McCormick Headshot 2021I specialize in 20th and 21st– century African American Literature and Literatures of the African Diaspora. My research and writing traverses literary, visual culture, gender and sexuality, race, body and performance studies.  I am currently an associate professor of English at Texas Christian University.

My book, Staging Black Fugitivity released in 2019 with The Ohio State University Press in their Black Performance and Cultural Criticism Series argues that contemporary black dramas featuring slavery enhance the neo-slave narrative’s capacity to represent the visual, corporal, and affective dimensions of the “peculiar institution.” Consistent with the development of the neo-slave narrative genre and the innovative ways that artists render slavery for present-day audiences, the dramas analyzed in my book approach slavery from myriad perspectives (Afrofuturist, feminist, and queer) in order to produce new imaginaries that offer more complex depictions of black experience.
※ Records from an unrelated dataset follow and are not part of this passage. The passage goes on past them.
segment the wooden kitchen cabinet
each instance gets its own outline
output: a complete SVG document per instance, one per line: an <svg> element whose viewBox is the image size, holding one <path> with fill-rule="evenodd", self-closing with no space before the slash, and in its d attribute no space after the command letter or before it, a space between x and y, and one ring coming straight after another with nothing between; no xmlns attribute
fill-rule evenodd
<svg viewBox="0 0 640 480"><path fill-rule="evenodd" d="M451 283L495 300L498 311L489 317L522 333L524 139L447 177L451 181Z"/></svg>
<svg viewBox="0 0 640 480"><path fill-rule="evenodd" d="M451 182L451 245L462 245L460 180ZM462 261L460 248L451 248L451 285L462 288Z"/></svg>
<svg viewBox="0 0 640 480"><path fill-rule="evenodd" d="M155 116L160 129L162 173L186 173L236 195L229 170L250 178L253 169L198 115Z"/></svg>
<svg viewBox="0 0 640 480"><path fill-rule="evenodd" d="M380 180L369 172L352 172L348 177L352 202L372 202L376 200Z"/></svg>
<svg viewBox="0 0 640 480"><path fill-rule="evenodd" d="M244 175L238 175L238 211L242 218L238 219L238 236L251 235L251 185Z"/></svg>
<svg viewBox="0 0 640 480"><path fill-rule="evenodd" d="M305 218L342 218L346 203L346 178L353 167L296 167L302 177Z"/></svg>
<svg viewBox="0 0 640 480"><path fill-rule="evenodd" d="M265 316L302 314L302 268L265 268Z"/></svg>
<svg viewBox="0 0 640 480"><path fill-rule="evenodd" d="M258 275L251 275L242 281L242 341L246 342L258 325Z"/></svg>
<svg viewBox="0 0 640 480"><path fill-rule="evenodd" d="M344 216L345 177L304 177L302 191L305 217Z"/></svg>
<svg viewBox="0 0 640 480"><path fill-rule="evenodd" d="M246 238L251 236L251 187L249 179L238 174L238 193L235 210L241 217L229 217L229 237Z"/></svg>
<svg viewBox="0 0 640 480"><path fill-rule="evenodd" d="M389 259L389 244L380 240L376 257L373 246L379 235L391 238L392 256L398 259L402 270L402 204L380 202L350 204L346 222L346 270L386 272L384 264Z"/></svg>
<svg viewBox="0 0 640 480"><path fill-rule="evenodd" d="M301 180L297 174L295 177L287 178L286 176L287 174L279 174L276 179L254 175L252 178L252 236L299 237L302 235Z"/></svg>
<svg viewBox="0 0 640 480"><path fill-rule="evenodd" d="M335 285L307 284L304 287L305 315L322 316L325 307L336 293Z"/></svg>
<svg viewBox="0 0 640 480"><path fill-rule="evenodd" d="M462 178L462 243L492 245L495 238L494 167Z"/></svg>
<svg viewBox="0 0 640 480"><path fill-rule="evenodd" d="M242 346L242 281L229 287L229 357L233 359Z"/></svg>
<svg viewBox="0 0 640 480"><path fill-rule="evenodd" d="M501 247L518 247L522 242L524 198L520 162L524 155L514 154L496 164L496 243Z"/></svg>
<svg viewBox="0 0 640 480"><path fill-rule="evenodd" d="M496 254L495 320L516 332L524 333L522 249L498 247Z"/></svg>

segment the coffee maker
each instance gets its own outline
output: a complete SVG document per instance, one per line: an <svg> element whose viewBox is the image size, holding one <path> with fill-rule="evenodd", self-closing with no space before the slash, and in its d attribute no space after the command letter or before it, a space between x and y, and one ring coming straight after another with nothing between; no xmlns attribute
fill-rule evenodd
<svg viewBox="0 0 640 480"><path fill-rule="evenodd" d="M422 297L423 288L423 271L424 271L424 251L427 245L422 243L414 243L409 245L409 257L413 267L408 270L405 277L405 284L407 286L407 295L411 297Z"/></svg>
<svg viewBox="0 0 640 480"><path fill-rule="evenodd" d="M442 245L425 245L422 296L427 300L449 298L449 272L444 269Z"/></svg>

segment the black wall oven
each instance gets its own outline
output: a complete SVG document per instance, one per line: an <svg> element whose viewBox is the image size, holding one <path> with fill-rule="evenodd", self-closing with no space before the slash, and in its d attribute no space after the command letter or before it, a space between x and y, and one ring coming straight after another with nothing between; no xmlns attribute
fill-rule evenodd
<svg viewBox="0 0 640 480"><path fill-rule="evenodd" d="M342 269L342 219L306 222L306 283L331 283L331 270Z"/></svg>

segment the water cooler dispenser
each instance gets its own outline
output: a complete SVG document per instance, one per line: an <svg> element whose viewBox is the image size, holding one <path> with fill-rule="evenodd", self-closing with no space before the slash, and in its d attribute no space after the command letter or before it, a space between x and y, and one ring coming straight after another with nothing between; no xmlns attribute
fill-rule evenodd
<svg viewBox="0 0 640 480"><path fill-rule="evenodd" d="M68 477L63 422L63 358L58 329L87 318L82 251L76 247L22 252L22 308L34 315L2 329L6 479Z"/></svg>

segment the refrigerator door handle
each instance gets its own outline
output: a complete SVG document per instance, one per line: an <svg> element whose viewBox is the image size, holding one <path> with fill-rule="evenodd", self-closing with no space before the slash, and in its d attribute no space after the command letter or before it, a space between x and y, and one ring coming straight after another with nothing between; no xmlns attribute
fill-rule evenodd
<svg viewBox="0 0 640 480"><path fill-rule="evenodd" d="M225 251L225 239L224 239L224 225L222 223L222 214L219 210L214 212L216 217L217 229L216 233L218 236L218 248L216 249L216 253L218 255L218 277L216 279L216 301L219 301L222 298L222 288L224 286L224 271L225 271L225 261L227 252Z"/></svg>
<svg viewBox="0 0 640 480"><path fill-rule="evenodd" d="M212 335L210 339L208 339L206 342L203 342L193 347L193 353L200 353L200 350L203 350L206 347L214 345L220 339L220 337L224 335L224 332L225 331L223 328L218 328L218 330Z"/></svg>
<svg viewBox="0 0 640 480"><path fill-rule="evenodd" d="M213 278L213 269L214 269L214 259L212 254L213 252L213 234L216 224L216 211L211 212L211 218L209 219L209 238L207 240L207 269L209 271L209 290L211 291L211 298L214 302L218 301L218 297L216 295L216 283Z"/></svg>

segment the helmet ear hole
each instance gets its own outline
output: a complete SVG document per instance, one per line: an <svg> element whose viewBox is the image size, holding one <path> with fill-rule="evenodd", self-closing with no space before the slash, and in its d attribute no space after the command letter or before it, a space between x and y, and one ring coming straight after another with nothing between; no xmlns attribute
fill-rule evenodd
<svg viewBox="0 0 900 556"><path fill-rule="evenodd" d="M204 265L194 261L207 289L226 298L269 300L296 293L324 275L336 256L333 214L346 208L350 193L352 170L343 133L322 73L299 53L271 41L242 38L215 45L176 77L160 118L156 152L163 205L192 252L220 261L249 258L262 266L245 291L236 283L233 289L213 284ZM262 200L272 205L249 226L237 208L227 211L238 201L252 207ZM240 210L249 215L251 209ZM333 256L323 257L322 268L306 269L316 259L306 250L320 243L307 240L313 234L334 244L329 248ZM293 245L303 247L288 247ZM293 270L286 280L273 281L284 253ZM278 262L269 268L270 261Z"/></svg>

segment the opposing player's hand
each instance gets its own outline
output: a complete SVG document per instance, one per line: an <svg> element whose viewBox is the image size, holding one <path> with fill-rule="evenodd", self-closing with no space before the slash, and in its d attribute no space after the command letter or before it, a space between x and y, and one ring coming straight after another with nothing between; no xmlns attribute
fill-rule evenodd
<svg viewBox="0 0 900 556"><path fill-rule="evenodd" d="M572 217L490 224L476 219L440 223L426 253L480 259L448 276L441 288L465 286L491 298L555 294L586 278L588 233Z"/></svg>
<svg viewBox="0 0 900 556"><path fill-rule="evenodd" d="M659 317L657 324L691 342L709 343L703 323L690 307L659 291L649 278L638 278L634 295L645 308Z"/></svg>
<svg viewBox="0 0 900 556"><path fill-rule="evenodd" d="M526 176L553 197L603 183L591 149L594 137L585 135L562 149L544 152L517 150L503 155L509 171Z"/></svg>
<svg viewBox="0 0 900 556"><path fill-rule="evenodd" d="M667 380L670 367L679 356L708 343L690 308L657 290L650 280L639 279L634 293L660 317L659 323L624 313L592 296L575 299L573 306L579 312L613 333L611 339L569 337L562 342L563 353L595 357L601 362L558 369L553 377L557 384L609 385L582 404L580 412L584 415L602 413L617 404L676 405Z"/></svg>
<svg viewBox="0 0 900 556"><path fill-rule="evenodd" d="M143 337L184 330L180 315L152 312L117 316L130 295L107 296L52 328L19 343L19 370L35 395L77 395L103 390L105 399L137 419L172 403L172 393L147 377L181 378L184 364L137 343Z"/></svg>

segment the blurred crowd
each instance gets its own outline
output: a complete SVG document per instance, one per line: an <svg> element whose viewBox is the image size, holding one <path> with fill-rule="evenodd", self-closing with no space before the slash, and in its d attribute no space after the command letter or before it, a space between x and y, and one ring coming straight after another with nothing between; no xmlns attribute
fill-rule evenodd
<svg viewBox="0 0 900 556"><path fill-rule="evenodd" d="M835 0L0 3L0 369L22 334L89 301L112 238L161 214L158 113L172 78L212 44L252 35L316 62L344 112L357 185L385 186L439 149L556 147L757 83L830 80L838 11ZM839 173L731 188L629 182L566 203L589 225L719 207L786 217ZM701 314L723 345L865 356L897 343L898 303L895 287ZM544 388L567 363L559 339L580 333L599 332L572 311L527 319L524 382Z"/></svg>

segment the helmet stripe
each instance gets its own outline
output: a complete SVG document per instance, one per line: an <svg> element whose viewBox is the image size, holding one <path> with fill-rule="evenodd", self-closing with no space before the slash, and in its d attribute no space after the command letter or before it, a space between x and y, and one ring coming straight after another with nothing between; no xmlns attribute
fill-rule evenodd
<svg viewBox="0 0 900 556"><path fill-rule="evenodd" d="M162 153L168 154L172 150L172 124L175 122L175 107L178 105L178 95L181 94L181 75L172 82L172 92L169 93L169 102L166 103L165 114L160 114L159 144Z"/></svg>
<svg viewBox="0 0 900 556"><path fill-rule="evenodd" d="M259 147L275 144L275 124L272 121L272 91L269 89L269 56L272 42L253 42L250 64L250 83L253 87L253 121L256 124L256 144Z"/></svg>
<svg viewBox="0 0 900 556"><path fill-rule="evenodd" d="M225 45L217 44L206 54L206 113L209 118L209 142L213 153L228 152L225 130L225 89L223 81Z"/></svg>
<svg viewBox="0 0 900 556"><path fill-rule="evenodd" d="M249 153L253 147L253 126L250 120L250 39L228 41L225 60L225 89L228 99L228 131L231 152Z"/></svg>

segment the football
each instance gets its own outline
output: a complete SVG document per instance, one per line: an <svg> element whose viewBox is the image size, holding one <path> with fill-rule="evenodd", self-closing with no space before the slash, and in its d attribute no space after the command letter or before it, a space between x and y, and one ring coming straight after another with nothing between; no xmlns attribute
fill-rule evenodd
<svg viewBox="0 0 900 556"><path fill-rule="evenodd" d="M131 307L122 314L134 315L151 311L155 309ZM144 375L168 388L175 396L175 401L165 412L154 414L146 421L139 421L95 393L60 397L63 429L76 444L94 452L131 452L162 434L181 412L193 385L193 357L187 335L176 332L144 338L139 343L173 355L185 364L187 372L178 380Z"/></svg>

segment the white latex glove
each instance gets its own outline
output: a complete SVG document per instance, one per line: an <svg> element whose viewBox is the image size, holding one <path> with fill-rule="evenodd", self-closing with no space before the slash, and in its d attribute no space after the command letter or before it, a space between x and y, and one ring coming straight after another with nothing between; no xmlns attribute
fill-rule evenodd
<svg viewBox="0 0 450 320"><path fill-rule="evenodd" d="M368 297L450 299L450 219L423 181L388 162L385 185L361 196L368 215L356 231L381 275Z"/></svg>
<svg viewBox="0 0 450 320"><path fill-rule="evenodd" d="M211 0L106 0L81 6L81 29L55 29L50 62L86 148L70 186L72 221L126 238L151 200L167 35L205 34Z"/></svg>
Through subverting notions of time, race, gender and familiar histories of slavery themselves, the dramas under discussion produce what I label performances of fugitivity, which are subversive, radical, and experimental, performances of black artistic and political freedom at the site of slavery. Staging Black Fugitivity asks and responds to the question: How does drama constitute a unique and an important site for ongoing conversations about slavery’s resonance and its legacies?

I am also the mother to Zoe and Jackson (my joys) and partner to Demetrius, a constant support and friend.